Esas itibariyle bu şirketler, Batılı devletler için ayrı, Batılı olmayan devletler için ayrı bir tutum takınıyorlar. Sosyal medya şirketlerinin ilişkilerinde özellikle Batılı devletler dahi bir regülasyon ihtiyacından bahsediyorlar. Bu şirketler çoğunlukla Amerikan, Alman, Fransız yasalarına saygı duyarken örneğin Türkiye Cumhuriyeti yasalarına saygı duymuyorlar. Türkiye Cumhuriyeti Devleti egemen bir devlet olarak, bağımsız devlet olarak elbette bunu kabul etmez, edemez. Biz bunu her zaman söylüyoruz.
ALTUN'DAN SİBER VATAN AÇIKLAMASI
Nasıl ki Mavi Vatanda, Gök Vatanda varlık gösteriyor, egemen haklarımıza sahip çıkıyorsak, aynı şekilde siber vatanda haklarımıza, egemenliğimize sahip çıkmak zorundayız. Bizim bu sosyal medya platformlarından beklentimiz çok açıktır. Hukukumuza, egemen haklarımıza, vatandaşlarımızın ifade özgürlüğüne saygı duyun. Terörizme, örgütlü suçlara, yasal olmayan faaliyetlere zemin hazırlamayın. Türk yargısıyla, emniyetiyle, kurumlarıyla iş birliği yapın. Devletimiz bu mücadeleyi kamu çıkarı için, vatandaşının hak ve özgürlükleri için vermektedir. Elbette devletimiz bu mücadeleyi verirken popülizm namına somut verilerle bağdaşmayan yorumlar yaparak açıkça yalan söyleyerek, bizleri hedef alanları da maşeri vicdanın insafına bırakıyorum. Peki ne yapmalıyız? Doğru bilgi, hakikat, temiz iletişim için mücadele etmeliyiz, savaşmalıyız. Bu alanda dezenformasyonla mücadele bu bağlamda son derece stratejik bir mücadele alanı olarak görüyoruz. Bu nedenle Cumhurbaşkanlığı İletişim Başkanlığı bünyesinde Dezenformasyonla Mücadele Merkezimizi kurduk.
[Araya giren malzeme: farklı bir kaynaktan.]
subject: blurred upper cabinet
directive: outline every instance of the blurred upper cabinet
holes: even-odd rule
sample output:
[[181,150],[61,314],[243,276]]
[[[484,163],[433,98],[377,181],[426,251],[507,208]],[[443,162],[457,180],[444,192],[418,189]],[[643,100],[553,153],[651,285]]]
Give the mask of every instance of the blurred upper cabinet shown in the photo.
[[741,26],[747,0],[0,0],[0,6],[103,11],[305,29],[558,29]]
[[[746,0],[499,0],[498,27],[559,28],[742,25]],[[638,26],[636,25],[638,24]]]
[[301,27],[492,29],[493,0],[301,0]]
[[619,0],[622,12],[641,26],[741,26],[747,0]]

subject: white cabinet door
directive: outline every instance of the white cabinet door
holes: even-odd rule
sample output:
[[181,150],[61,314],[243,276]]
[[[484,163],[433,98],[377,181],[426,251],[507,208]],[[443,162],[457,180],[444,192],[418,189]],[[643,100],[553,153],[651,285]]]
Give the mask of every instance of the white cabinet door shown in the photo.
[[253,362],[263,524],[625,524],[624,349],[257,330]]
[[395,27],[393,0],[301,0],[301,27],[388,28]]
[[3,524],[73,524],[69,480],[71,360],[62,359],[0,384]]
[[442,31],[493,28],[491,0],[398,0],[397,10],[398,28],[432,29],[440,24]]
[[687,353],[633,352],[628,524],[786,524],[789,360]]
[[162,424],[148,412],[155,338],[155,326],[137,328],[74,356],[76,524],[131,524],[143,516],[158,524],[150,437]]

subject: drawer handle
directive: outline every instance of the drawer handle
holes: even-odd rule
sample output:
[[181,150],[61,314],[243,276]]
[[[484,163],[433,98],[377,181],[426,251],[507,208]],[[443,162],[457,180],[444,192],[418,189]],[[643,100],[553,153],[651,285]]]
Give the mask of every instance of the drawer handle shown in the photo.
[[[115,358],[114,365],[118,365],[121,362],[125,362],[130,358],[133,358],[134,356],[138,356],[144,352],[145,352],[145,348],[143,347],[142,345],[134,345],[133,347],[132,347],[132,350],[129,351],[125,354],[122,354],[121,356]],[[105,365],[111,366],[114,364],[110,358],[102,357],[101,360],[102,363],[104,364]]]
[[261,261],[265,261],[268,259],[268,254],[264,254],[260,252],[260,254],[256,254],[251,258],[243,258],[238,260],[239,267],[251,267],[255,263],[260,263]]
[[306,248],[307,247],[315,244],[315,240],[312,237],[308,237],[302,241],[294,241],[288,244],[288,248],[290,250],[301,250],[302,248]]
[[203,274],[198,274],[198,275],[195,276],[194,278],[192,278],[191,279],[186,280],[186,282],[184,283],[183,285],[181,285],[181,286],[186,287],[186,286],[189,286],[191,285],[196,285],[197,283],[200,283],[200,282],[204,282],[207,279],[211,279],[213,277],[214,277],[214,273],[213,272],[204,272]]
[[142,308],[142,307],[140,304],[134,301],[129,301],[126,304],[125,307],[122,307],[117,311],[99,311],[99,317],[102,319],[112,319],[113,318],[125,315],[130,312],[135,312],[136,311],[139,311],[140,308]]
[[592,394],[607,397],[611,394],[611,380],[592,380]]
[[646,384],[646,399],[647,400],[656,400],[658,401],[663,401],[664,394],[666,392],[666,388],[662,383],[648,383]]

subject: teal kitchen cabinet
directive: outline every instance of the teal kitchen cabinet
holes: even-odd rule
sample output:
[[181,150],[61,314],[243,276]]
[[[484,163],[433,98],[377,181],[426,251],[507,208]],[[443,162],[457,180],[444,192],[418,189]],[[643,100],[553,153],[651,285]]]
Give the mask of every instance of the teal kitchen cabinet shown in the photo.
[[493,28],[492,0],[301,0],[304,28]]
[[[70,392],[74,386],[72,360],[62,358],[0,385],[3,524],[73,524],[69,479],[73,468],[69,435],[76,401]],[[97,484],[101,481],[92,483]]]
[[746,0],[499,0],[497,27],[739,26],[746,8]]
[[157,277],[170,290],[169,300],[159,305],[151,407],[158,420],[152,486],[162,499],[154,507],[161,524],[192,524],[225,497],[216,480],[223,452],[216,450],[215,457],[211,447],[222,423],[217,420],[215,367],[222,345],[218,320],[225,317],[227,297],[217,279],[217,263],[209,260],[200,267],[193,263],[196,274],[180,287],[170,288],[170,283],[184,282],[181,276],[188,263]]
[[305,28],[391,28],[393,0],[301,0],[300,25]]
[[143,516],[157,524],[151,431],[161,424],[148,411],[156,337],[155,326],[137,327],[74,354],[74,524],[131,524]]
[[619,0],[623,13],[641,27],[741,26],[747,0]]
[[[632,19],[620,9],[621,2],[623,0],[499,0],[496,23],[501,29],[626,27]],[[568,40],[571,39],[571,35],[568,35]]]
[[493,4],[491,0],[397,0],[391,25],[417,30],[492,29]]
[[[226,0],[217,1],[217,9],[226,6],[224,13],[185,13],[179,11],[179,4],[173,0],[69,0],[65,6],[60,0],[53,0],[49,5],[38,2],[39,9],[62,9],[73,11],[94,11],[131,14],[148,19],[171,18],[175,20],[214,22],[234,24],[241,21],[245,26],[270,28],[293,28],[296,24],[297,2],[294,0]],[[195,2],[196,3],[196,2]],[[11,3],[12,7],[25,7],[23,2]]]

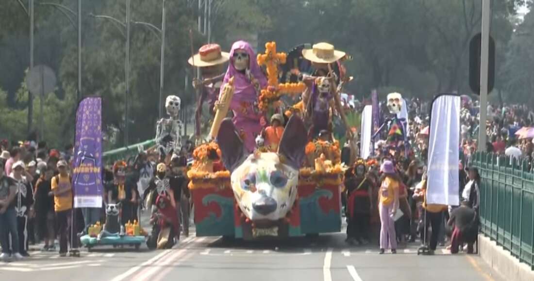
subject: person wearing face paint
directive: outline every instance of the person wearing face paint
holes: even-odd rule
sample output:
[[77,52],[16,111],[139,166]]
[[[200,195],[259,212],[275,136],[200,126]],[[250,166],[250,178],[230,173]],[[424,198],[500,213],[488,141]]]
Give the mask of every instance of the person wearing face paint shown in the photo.
[[202,105],[205,101],[208,101],[209,112],[214,113],[214,106],[224,77],[223,66],[229,59],[230,54],[221,52],[218,44],[208,44],[200,47],[198,53],[187,60],[191,66],[200,68],[202,75],[201,80],[193,79],[193,87],[200,93],[195,111],[195,134],[197,136],[201,133],[200,118]]
[[113,165],[114,181],[107,191],[108,202],[121,203],[121,223],[133,222],[137,219],[135,206],[137,204],[137,190],[129,181],[126,181],[126,163],[118,161]]
[[14,180],[17,186],[15,211],[19,230],[19,250],[23,256],[29,256],[28,221],[28,218],[33,215],[34,198],[31,183],[24,176],[25,168],[22,161],[17,161],[13,164],[12,171],[9,175]]
[[365,164],[358,159],[345,173],[347,218],[347,239],[349,244],[368,243],[371,212],[372,210],[371,182],[366,175]]
[[[237,41],[230,50],[230,63],[223,81],[224,85],[233,77],[234,93],[230,108],[233,113],[232,121],[249,152],[256,147],[256,137],[266,123],[257,107],[260,89],[267,86],[267,79],[256,60],[250,45]],[[221,87],[221,91],[224,86]],[[219,95],[222,93],[219,93]]]

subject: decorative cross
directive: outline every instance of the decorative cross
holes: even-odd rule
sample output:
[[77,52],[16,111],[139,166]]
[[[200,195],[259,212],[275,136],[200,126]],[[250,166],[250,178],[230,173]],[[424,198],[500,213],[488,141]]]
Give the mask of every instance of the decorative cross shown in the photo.
[[278,65],[285,63],[287,57],[285,53],[276,52],[276,42],[274,42],[265,43],[265,53],[258,54],[258,65],[265,65],[267,68],[268,86],[262,90],[258,105],[262,111],[266,111],[269,105],[278,101],[282,94],[300,94],[306,89],[306,85],[302,82],[279,84]]

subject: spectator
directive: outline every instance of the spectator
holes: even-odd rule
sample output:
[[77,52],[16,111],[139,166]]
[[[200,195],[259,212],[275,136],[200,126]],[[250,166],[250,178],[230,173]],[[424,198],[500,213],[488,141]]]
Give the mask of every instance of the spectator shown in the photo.
[[11,157],[5,163],[5,174],[9,176],[11,174],[11,168],[13,164],[19,160],[20,160],[20,149],[18,147],[13,147],[9,151]]
[[42,251],[54,251],[56,246],[56,220],[54,214],[54,197],[50,181],[54,175],[51,167],[42,166],[40,176],[35,184],[35,221],[37,234],[44,240]]
[[70,235],[73,215],[72,180],[65,161],[58,162],[57,166],[59,174],[52,178],[51,189],[54,194],[54,210],[59,231],[59,255],[66,256],[69,239],[72,248],[77,248],[78,245],[77,239]]
[[4,173],[5,167],[0,166],[0,243],[2,254],[0,260],[9,261],[9,236],[11,237],[11,252],[15,260],[23,259],[19,252],[19,231],[17,223],[17,212],[15,211],[15,197],[17,186],[15,181]]
[[17,203],[15,204],[15,210],[17,211],[17,221],[19,230],[19,252],[23,256],[29,256],[29,254],[28,253],[29,236],[33,233],[28,231],[28,221],[29,218],[33,216],[34,198],[32,184],[24,176],[25,168],[24,163],[22,161],[17,161],[13,164],[13,172],[10,176],[14,180],[15,185],[17,187],[15,197]]
[[507,156],[510,157],[511,163],[512,159],[515,159],[516,160],[519,160],[519,159],[523,155],[523,152],[521,152],[521,150],[519,149],[517,146],[516,146],[517,142],[515,139],[512,139],[510,141],[510,147],[505,150],[505,155]]
[[456,254],[464,242],[467,243],[467,253],[472,254],[473,244],[478,234],[478,221],[476,212],[469,207],[468,201],[462,201],[459,208],[452,211],[447,224],[453,227],[451,237],[451,253]]
[[399,187],[400,178],[395,173],[393,163],[389,160],[384,162],[380,168],[382,173],[379,191],[379,207],[380,214],[380,254],[387,248],[390,248],[391,253],[397,253],[397,235],[395,233],[394,218],[399,207]]

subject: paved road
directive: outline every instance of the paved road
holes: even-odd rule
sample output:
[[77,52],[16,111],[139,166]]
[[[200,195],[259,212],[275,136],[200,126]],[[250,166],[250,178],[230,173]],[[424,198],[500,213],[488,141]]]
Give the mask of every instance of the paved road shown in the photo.
[[425,281],[502,280],[476,255],[452,255],[438,250],[418,256],[409,245],[396,255],[379,255],[377,247],[347,247],[342,234],[315,239],[226,241],[190,237],[175,248],[139,251],[96,248],[82,257],[32,252],[23,261],[0,264],[0,279],[43,281],[75,280],[305,280]]

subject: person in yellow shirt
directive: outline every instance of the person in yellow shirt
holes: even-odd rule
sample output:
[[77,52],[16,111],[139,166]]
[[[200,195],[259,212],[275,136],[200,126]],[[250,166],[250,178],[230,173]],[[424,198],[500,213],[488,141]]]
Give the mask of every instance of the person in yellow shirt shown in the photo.
[[[67,241],[70,233],[73,215],[73,192],[70,175],[67,171],[67,162],[58,162],[59,174],[52,178],[51,192],[54,195],[54,210],[59,227],[59,255],[67,255]],[[77,248],[77,239],[71,239],[70,247]]]
[[380,214],[380,254],[386,248],[397,253],[397,235],[394,218],[399,207],[399,187],[400,179],[395,172],[393,163],[384,161],[380,168],[382,173],[378,194],[378,210]]
[[[426,175],[423,176],[423,180],[416,187],[414,191],[413,198],[415,200],[422,200],[422,207],[425,210],[423,215],[426,216],[426,223],[420,222],[423,226],[425,231],[422,235],[426,236],[428,232],[429,224],[432,227],[432,233],[430,235],[430,254],[434,254],[437,246],[438,238],[439,231],[443,225],[443,218],[442,214],[443,211],[447,210],[447,206],[439,204],[427,204],[427,178]],[[425,216],[420,215],[421,221],[425,220]],[[425,225],[426,224],[426,225]]]

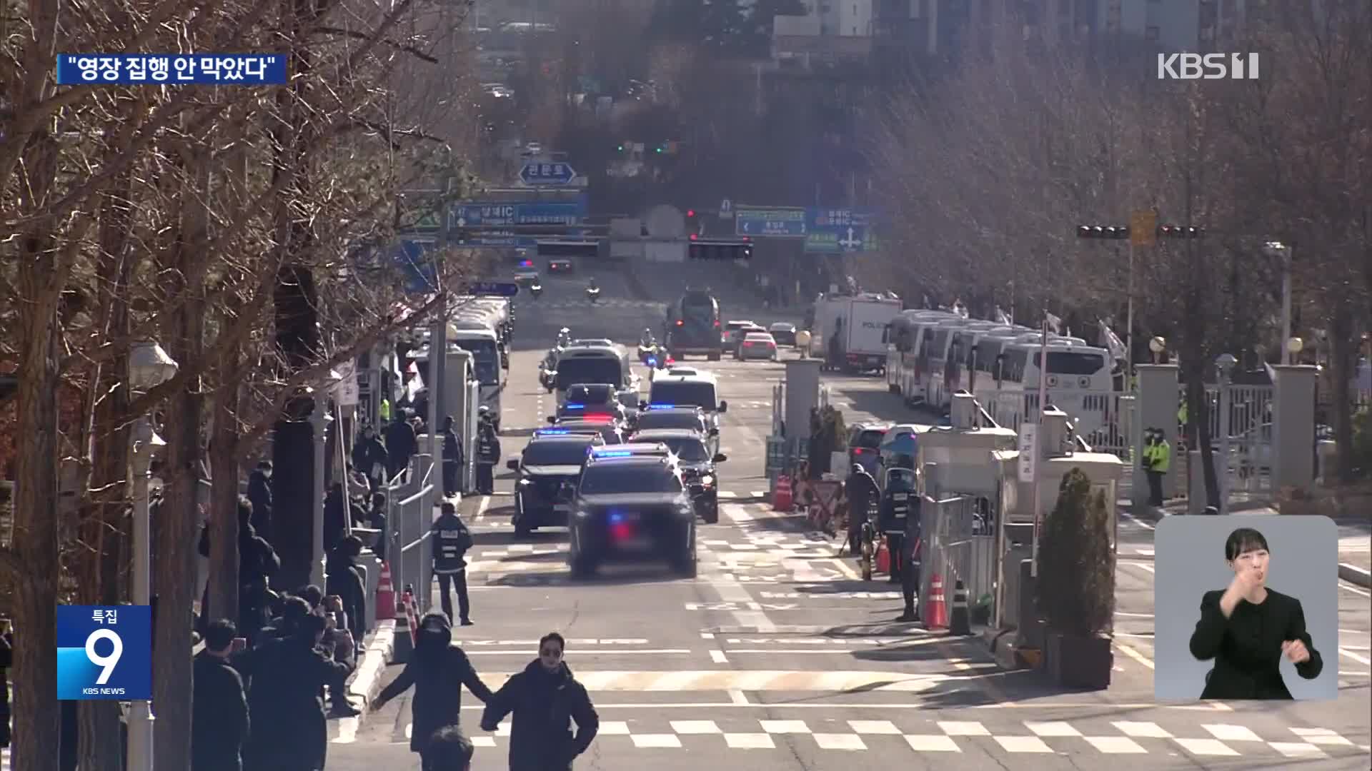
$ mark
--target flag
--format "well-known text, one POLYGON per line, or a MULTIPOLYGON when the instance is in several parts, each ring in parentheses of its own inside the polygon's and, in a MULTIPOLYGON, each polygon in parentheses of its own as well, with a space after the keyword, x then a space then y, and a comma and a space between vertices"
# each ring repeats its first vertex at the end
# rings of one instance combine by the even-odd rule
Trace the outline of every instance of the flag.
POLYGON ((1124 347, 1124 342, 1120 340, 1120 335, 1115 335, 1114 329, 1104 320, 1099 320, 1098 324, 1100 325, 1100 337, 1106 342, 1110 355, 1115 359, 1129 358, 1129 351, 1124 347))

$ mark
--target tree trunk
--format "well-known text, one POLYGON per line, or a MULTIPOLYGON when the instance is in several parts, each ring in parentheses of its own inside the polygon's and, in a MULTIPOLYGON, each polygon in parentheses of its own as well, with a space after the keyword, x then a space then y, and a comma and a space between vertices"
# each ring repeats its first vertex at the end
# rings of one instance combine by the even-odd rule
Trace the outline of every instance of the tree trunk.
POLYGON ((210 583, 207 619, 239 619, 239 379, 237 351, 221 366, 226 379, 214 396, 214 436, 210 439, 210 583))

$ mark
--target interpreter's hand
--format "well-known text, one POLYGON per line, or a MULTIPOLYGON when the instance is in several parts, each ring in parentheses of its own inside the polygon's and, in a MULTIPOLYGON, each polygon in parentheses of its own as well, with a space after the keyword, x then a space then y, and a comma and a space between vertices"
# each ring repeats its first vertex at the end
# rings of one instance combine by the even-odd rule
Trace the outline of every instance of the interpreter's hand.
POLYGON ((1310 660, 1310 650, 1299 639, 1288 639, 1281 643, 1281 653, 1292 664, 1305 664, 1310 660))

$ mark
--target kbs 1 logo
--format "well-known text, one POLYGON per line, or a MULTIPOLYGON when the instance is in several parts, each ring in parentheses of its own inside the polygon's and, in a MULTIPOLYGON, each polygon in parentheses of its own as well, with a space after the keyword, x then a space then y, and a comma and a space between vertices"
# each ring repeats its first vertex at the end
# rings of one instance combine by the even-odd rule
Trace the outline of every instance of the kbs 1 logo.
POLYGON ((58 698, 152 698, 152 608, 58 605, 58 698))
POLYGON ((1258 80, 1257 54, 1158 54, 1158 80, 1258 80))

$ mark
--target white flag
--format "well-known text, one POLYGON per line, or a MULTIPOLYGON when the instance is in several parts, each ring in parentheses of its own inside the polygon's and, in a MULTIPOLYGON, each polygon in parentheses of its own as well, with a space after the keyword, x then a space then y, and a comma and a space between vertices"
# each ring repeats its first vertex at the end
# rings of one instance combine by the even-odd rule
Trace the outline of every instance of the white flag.
POLYGON ((1115 335, 1114 329, 1111 329, 1104 320, 1098 321, 1098 324, 1100 324, 1100 336, 1104 339, 1106 348, 1110 350, 1110 355, 1115 359, 1129 358, 1129 351, 1124 347, 1124 342, 1120 340, 1120 335, 1115 335))

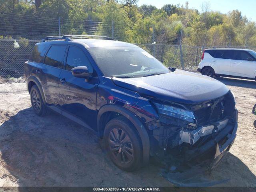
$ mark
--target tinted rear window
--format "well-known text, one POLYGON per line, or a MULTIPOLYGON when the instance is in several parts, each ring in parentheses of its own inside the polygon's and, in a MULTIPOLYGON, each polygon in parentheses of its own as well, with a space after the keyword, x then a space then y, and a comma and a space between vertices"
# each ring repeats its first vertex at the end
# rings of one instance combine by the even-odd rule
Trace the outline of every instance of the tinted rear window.
POLYGON ((41 62, 44 57, 45 51, 44 50, 44 46, 42 45, 36 45, 33 50, 30 60, 38 63, 41 62))
POLYGON ((63 68, 66 48, 66 46, 63 45, 52 46, 45 57, 44 64, 53 67, 63 68))
POLYGON ((230 50, 206 50, 205 52, 209 53, 214 58, 232 59, 232 51, 230 50))
POLYGON ((244 51, 236 51, 234 52, 234 59, 247 61, 248 58, 253 57, 248 52, 244 51))

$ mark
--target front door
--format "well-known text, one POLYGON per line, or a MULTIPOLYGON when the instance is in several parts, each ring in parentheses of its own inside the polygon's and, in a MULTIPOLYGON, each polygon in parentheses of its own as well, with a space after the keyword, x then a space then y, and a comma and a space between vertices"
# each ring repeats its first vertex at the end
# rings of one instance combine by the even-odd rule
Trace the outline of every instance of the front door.
POLYGON ((94 128, 96 120, 96 98, 99 83, 97 77, 85 79, 74 76, 71 69, 78 66, 86 66, 93 71, 85 52, 80 48, 70 46, 66 62, 65 70, 60 76, 60 98, 64 113, 74 116, 94 128))

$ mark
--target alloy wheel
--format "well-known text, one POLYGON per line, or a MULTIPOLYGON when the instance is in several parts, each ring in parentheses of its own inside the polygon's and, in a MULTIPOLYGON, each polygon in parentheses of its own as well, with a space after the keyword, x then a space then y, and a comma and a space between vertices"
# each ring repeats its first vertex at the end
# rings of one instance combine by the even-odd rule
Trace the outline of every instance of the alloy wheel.
POLYGON ((132 160, 132 144, 124 130, 118 128, 112 129, 108 136, 108 144, 111 152, 119 162, 128 164, 132 160))

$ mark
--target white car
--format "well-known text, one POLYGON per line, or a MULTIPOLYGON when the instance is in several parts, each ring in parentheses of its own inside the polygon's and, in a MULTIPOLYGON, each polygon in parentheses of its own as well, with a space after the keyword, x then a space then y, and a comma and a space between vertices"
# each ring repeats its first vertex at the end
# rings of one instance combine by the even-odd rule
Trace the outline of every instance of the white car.
POLYGON ((256 52, 240 49, 204 50, 198 71, 210 77, 256 79, 256 52))

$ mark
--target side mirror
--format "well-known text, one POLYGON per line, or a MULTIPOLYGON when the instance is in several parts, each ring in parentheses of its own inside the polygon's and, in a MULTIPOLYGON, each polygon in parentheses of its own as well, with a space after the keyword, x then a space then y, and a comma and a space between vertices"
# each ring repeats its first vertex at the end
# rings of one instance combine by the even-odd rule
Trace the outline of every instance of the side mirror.
POLYGON ((87 67, 85 66, 74 67, 71 70, 71 72, 74 76, 78 78, 84 78, 87 80, 92 75, 92 73, 89 72, 87 67))
POLYGON ((253 61, 253 58, 249 57, 247 58, 247 60, 249 61, 253 61))

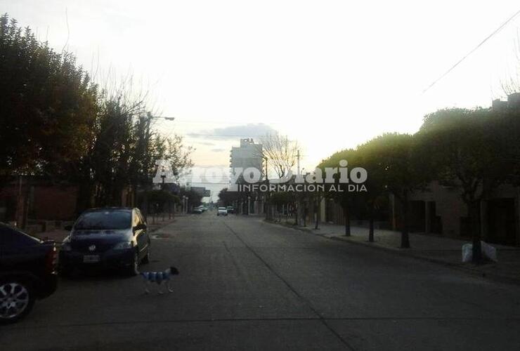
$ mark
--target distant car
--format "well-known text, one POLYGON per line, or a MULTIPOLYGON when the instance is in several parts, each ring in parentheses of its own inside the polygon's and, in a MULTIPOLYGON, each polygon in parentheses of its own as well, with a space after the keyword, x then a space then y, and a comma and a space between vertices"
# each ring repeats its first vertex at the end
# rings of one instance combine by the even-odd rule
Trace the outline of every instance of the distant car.
POLYGON ((226 207, 219 207, 219 210, 216 211, 216 216, 228 216, 228 210, 226 207))
POLYGON ((65 274, 77 268, 122 269, 138 274, 141 263, 150 261, 150 240, 138 208, 108 208, 86 211, 76 220, 60 250, 65 274))
POLYGON ((0 323, 21 319, 56 290, 57 262, 54 241, 0 223, 0 323))

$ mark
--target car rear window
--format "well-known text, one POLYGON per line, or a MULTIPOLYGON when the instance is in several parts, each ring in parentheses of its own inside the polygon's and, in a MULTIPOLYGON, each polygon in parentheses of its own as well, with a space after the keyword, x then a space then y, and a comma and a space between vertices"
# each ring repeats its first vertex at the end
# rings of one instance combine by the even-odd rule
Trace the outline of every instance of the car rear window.
POLYGON ((79 217, 74 230, 129 229, 131 224, 130 211, 97 211, 87 212, 79 217))

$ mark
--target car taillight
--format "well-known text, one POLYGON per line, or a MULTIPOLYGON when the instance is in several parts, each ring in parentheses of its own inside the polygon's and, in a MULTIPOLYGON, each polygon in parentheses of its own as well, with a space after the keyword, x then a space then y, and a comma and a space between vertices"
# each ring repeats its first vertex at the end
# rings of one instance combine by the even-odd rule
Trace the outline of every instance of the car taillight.
POLYGON ((45 257, 45 272, 52 273, 56 270, 58 265, 58 250, 56 246, 53 246, 52 249, 47 253, 45 257))

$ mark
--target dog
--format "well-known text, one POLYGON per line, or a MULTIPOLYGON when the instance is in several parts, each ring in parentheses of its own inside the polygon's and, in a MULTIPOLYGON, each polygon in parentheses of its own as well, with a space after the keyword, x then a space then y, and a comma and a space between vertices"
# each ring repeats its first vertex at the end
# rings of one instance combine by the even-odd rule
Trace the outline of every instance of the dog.
POLYGON ((174 291, 170 286, 170 279, 172 275, 178 274, 178 270, 173 266, 162 272, 142 272, 141 275, 143 277, 145 284, 145 293, 150 293, 148 287, 152 283, 157 284, 157 292, 159 293, 163 293, 162 289, 163 284, 166 285, 168 291, 173 293, 174 291))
"ANAYASA MAHKEMESİ'NİN BU KARARI ÜZERİNE DERHAL DEZENFORMASYON TEDAVÜLE SOKULDU"
Cuma günü Anayasa Mahkemesi Cumhurbaşkanlığı İletişim Başkanlığının kuruluş kararnamesi olan 14 No'lu Cumhurbaşkanlığı Kararnamesinin bazı maddelerini iptal etti. 'Bu kararlar Cumhurbaşkanlığı Kararnamesi ile değil kanunla düzenlenmeli' dedi ve 9 ay süre verdi. Anayasa Mahkemesi'nin bu kararı üzerine derhal dezenformasyon tedavüle sokuldu. Birincisi Ulaştırma ve Altyapı Bakanlığı'nın, Bilgi Teknolojileri Kurumu'nun, Instagram'a erişim engeli kararı alması sonrasında Anayasa Mahkemesi'nin bu kararı aldığı yalanı devreye sokuldu. Bir kere Anayasa Mahkemesi'nin ilgili kararı gece, BTK'nın Instagram kararı öncesi alındı ve Resmi Gazete'de yayımlandı. Apaçık bir burada anakronizm var. Maddi, somut olarak gösterebilecek bir gerçek var. Eğer ki Anayasa Mahkemesi sözüm ona böyle bir karar alacak olsa o zaman bu kararı Instagram'a erişim engelli kararı alan BTK için alması gerekiyordu. Oysa birdenbire Anayasa Mahkemesi'nin bir hafta önceki toplantıda aldığı ve yasal prosedürlerden geçerek ancak Cuma günü Resmi Gazete'de yayınladığı ve duyurduğu karar birdenbire birbiriyle ilişkiliymiş gibi gösterildi. Bu apaçık bir yalan.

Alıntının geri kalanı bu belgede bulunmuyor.